Beim Gedanken an das verdutzte dumme Gesicht des grobschlächtigen Mannes muss Lotta erneut in sich hinein grinsen. Sie sieht ihn wieder vor sich im Dreck hocken, noch ganz benommen von ihrem Yop-Chagi, einem seitlich gedrehten Tritt nach vorne, durch den sie mit der Fußaußenkante seinen Solarplexus so hart getroffen hat, dass er wie vom Blitz geschlagen zu Boden ging.

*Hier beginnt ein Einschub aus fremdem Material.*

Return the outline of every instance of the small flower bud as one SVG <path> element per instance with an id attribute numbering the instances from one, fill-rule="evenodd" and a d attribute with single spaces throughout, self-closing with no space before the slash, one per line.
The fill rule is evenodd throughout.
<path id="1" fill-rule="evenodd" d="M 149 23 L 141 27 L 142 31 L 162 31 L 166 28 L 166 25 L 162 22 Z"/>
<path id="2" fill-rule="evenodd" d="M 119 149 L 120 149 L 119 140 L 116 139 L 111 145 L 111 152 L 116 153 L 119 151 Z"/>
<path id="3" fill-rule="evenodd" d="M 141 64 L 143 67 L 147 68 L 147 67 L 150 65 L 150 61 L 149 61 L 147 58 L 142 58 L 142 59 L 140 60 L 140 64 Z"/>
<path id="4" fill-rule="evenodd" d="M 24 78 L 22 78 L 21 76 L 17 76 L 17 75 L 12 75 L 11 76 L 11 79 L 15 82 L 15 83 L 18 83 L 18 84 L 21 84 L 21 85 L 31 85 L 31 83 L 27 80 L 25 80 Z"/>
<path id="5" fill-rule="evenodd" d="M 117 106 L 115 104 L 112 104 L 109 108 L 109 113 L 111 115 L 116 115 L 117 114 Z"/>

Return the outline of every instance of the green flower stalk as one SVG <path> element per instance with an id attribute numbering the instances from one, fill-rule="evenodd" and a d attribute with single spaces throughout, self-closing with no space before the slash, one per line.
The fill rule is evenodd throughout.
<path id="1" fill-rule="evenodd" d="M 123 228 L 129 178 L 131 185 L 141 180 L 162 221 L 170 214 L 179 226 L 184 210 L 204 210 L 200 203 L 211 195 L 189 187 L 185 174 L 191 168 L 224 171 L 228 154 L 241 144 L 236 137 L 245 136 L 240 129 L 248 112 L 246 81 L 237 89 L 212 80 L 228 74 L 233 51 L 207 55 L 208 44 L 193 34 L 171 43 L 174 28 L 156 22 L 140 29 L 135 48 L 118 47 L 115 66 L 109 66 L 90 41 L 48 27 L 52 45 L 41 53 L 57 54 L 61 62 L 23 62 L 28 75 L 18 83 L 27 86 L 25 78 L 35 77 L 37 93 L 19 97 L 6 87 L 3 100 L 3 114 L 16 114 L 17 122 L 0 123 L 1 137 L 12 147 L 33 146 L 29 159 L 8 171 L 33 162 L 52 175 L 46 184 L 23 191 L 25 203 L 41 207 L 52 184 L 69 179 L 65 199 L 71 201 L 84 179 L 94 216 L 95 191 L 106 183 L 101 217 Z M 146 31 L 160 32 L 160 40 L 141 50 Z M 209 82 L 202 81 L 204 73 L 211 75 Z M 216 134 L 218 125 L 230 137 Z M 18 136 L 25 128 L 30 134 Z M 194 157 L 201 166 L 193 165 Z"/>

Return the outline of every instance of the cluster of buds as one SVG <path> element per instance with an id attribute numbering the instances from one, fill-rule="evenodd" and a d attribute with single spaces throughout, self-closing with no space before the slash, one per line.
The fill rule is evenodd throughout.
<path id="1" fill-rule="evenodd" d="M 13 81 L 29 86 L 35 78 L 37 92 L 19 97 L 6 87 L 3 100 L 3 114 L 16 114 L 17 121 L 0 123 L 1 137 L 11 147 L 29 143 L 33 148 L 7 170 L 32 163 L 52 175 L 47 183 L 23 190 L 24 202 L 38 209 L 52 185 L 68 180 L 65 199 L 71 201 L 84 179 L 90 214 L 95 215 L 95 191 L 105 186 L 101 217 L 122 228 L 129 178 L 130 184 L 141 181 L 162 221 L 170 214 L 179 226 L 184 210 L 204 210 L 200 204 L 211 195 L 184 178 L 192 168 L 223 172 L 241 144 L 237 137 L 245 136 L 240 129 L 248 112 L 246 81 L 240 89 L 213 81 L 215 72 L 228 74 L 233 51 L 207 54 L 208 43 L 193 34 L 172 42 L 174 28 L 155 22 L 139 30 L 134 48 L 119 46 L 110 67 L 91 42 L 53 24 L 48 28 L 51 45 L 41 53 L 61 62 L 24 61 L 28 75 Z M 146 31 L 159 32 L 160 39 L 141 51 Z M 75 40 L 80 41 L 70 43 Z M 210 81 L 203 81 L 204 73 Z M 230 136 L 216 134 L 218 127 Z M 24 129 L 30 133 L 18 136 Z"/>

Ähnlich verhält es sich nun am Tisch schräg gegenüber, auf der anderen Seite des Ganges, wo eine Familie mit drei erwachsenen Kinder sitzt und blitzschnell über den Tisch langt, dann aber wie gelähmt dem wie von einem plötzlichen Schlag getroffenen Mobiltelefon hinterher sieht, das unaufhaltsam auf die Tischkante zu rutscht.
„Verdammt, Kai!“ schreit das Mädchen wütend, das offenbar die Jüngste der Geschwister ist, und funkelt ihren Bruder an, der am Ende des Tisches sitzt, aber dennoch das Telefon nicht mehr erreichen kann. „Halt es doch fest. Das ist ein nagelneues iPhone 6, verdammt nochmal!“
„Du sollst nicht fluchen“, mischt sich die Mutter ein. „Wie oft hab ich dir das schon gesagt, Linda? Kai, nun beeil dich doch, bevor es runterfällt.“
Doch bevor der Junge das elegante Mobiltelefon erwischen kann, rollt das Schiff auf die andere Seite, sodass alles in die entgegengesetzte Richtung rutscht. Triumphierend greift der ältere Bruder das Mobiltelefon und hält es seiner Schwester mit einem „Wer ist dein Lieblingsbruder?“ unter die Nase.